Equivalent pore radii of hydrophilic foliar uptake routes in stomatous and astomatous leaf surfaces--further evidence for a stomatal pathway.

Foliar uptake pathways for hydrophilic solutes were studied by the analysis of co-uptake of 15N-labelled urea, NH4+ or NO3- and 13C-labelled sucrose across leaf surfaces of various plant species. Uptake of N (y) and sucrose (x) were strongly correlated. Curvilinear regression revealed significantly positive intercepts with the y-axis indicating the involvement of a sucrose-excluding pathway consisting of small pores with radii <0.5 nm. Depending on plant species, N source, leaf side and aperture of stomata, these small pores accounted for 6-62% of total N uptake.

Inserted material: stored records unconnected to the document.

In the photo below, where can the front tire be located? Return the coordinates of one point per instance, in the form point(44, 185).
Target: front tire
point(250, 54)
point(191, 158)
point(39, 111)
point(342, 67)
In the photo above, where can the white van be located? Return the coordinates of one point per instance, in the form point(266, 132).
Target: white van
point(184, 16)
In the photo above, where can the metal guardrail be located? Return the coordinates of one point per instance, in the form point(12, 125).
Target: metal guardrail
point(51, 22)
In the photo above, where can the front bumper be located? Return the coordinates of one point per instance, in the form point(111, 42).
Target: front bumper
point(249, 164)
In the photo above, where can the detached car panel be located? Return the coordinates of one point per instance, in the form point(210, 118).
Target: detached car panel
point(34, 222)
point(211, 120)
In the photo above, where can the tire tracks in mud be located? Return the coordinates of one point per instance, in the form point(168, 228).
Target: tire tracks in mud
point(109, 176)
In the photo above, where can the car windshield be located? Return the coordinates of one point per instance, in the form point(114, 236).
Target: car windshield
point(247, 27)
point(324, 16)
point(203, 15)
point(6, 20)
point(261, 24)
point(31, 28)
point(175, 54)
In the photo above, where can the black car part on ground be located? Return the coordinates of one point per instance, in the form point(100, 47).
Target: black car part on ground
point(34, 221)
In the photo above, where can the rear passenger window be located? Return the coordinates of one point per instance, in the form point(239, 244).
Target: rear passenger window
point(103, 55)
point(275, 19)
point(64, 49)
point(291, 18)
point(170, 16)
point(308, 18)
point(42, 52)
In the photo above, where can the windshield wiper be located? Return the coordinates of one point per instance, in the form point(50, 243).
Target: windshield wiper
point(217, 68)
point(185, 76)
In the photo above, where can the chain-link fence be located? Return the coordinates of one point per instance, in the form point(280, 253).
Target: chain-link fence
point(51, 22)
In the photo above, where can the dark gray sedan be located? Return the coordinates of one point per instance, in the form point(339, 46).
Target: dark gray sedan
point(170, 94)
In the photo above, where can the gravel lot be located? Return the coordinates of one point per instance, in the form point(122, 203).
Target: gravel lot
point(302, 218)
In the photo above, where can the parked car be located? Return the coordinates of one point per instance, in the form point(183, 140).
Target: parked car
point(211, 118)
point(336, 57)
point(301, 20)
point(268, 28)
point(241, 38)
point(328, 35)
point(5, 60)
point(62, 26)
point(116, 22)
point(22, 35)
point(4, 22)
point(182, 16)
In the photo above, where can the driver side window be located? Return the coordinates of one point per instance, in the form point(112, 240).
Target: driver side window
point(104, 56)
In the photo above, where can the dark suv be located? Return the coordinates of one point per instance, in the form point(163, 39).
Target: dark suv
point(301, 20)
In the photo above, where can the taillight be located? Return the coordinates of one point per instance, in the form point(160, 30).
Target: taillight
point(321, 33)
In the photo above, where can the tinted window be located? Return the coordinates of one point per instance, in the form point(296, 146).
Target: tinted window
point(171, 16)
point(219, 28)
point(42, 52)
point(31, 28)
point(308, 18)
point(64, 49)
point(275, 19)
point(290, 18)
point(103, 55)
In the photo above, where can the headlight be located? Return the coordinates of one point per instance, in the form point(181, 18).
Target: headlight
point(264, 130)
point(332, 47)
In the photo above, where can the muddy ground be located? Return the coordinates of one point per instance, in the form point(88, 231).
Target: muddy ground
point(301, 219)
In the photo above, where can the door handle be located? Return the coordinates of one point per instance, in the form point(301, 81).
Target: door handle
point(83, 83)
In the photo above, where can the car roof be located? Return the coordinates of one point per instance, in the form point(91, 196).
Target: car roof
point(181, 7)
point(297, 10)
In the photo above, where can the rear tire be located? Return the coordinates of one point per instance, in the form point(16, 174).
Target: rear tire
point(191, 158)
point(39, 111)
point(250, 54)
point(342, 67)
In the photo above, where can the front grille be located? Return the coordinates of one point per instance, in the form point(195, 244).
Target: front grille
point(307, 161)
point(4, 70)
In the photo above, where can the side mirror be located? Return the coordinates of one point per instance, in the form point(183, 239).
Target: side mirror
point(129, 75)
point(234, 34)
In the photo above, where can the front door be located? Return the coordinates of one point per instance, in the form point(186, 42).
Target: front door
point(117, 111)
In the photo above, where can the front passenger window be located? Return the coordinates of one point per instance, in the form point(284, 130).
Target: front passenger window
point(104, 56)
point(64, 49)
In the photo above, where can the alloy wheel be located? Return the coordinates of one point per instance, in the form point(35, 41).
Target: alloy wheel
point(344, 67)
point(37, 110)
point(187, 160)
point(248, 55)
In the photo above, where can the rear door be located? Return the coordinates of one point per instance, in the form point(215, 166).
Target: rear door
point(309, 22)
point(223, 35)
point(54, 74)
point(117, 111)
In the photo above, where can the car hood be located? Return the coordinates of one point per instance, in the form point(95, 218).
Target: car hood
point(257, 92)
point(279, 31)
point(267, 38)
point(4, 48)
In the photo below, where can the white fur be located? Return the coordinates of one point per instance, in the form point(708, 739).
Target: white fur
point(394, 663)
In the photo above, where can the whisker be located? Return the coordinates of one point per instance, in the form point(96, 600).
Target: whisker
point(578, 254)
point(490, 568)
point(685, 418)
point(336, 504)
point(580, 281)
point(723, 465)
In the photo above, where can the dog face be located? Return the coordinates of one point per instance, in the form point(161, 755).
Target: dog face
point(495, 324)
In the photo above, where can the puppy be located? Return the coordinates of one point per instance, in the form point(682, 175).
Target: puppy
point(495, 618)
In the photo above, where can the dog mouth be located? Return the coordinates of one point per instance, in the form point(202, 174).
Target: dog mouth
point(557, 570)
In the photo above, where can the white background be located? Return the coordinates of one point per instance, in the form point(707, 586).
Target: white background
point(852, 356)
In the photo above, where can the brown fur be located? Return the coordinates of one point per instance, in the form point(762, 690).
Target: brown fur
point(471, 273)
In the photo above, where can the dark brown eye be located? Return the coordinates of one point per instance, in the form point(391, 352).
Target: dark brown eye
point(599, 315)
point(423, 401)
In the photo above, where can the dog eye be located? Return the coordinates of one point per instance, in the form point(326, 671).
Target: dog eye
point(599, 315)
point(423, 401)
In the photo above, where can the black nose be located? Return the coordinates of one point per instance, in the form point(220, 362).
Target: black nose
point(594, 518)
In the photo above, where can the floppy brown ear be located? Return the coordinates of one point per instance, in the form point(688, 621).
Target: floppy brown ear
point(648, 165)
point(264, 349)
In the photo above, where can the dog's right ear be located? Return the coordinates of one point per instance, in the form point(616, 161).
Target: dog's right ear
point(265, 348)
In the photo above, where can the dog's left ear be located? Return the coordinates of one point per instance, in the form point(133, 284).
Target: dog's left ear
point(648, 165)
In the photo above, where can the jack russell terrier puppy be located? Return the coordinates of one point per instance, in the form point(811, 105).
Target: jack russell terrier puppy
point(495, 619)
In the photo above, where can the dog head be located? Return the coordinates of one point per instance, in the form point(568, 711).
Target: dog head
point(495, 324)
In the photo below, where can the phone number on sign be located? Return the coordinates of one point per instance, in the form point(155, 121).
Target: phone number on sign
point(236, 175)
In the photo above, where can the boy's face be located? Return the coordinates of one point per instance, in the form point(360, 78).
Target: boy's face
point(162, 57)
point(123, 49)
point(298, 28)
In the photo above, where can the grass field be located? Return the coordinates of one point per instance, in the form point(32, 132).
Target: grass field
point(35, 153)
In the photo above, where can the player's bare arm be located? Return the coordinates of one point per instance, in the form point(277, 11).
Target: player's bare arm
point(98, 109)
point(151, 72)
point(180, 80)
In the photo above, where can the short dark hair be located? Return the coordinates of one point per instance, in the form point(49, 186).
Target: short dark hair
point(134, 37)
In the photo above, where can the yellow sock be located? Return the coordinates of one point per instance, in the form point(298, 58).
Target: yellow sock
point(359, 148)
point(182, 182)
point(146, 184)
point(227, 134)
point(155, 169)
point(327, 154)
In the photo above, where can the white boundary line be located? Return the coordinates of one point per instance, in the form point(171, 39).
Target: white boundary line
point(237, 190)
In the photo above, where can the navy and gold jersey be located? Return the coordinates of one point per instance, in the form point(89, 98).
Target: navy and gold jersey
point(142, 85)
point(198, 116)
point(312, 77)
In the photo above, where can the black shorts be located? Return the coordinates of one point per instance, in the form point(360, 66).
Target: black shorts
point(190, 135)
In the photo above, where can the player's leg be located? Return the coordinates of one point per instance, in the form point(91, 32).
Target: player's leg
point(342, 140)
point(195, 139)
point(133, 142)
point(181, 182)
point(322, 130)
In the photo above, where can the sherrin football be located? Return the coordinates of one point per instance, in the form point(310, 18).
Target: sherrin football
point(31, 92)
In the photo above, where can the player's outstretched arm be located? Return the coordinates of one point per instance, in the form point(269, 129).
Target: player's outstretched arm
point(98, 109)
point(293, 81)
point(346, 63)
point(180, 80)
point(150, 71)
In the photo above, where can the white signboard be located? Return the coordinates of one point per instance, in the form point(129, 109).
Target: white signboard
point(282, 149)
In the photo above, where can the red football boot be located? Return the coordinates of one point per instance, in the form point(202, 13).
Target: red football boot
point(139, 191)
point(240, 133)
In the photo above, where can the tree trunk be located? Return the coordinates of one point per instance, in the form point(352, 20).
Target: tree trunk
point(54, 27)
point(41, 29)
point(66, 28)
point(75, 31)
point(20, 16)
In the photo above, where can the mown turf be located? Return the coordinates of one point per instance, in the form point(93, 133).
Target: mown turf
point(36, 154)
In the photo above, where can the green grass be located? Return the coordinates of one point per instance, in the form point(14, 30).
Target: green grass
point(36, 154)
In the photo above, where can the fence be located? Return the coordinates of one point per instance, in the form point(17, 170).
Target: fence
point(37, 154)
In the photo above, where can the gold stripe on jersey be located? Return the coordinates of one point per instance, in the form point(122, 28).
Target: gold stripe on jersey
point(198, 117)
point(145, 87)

Regression analysis revealed that in stomatous leaf surfaces of Vicia faba L., Coffea arabica L. and Prunus cerasus L., the remaining N uptake occurred via another pathway with an estimated average pore radius (r(P)) greater than 20 nm. This is two orders of magnitude greater than previous estimations of cuticular r(P), indicating that this pathway, which was only found in stomatous leaf surfaces, was probably not located in the cuticle but at the surfaces of the stomatal pores. In astomatous leaf surfaces of C. arabica and Populus x canadensis Moench, average r(P) was 2.0 and 2.4 nm, respectively, which is four to eight times larger than previous estimations of cuticular r(P). These results indicate that for polar solutes, the size exclusion limits of plant surfaces can be considerably larger than previously estimated. The far-reaching implications of these findings are discussed.